Elle comprend. Elle a été dans la même situation que moi m'apprend-t-elle. Elle-même n'est revenue qu'il n'y a quelques mois. Temps, nous avions besoin de temps. Quinn dit toujours la vérité. On pousse la porte d'un café. Sans doute le hasard me diriez-vous, peut-être … De derrière le bar, elle tourne la tête à cet instant et nos yeux se croisent. Ce regard que je ne pensais jamais revoir s'illumine à ma vue.
Un verre se brise, puis je suis entourée à nouveau. Quinn se joint à ce câlin impromptu au milieu de l'entrée. C'est comme si rien n'avait changé, comme si j'étais juste partie pour la journée. Nos corps s'emboitent aisément, se moulent l'un dans l'autre. Cela fait tellement de bien. En un instant, je revis ce moment où nous n'étions qu'amies. La découverte du corps de l'autre, ce petit plus qui nous a fait basculé. Quinn, qui nous a rejointes plus tard, quand elle a enfin accepté de ne plus repousser ce désir au fond d'elle.
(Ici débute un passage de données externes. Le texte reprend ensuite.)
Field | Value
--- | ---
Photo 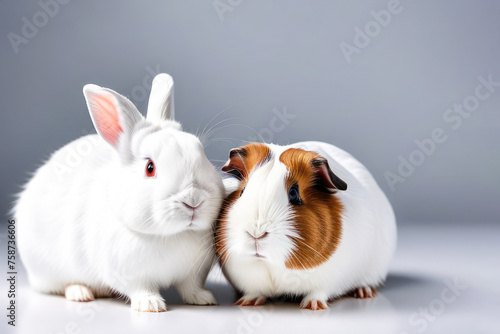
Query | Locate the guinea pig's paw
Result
[234,295,267,306]
[64,284,95,302]
[131,294,167,312]
[353,286,377,299]
[300,295,328,311]
[182,289,217,305]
Nos corps se fondent en un et je me promets de ne plus jamais rien laisser nous séparer. J'ai besoin de parler, besoin d'évoquer cette petite bosse qui n'existe plus à la place de mon ventre. Le café ferme, nous nous asseyons en se dévisageant. Peur est le sentiment qui domine en général. Je peine à respirer. Tout finit par s'échapper : les cauchemars, les crises, les nuits agitées et puis ma crainte, le pire, ma crainte de ne plus jamais pouvoir les aimer à nouveau.
Leurs regards me rassurent, le bois de la table me renvoie ma culpabilité. Ça fait si mal, si mal. Et enfin, il y a Lily. Lily que j'ai tuée par ma négligence. Lily qui n'aura jamais les yeux bleus de Brittany ou son insouciance. Lily qui ne pourra jamais grandir et devenir cheerleader au sommet comme Quinn. Lily qui ne me renverra jamais mes sarcasmes et dont je ne pourrais jamais embarrasser l'amoureux. Lily, cette petite bosse de quelques millimètres qui ne grandira plus.
Je ne sais pas ce qu'il se passe après, je ne sais plus comment je me suis retrouvée étendue entre elles sur ce lit. Tout ce qui est important sont leurs corps nus contre le mien, leur proximité et leurs chuchotements :
— Tout ira bien, Sanny.
— … Toujours avec toi, toujours dans mon cœur, nos cœurs.
— Ce n'était pas ta faute, c'était nous.
— Tout ira bien.
— Tout ira bien.
Quelques baisers, des caresses pour réparer les cicatrices de mon cœur. Elles sont en moi, ancrées plus profondément que ce que j'avais cru. Brittany, sa présence, sa chaleur, son insouciance. Et puis, il y a Quinn … Maintenant, je comprends Quinn.
—Nous serons les ancres qui t'empêcheront de sombrer.
Partir n'est plus une solution. Vous ne pouvez pas fuir l'amour. Pas même après l'avoir tué.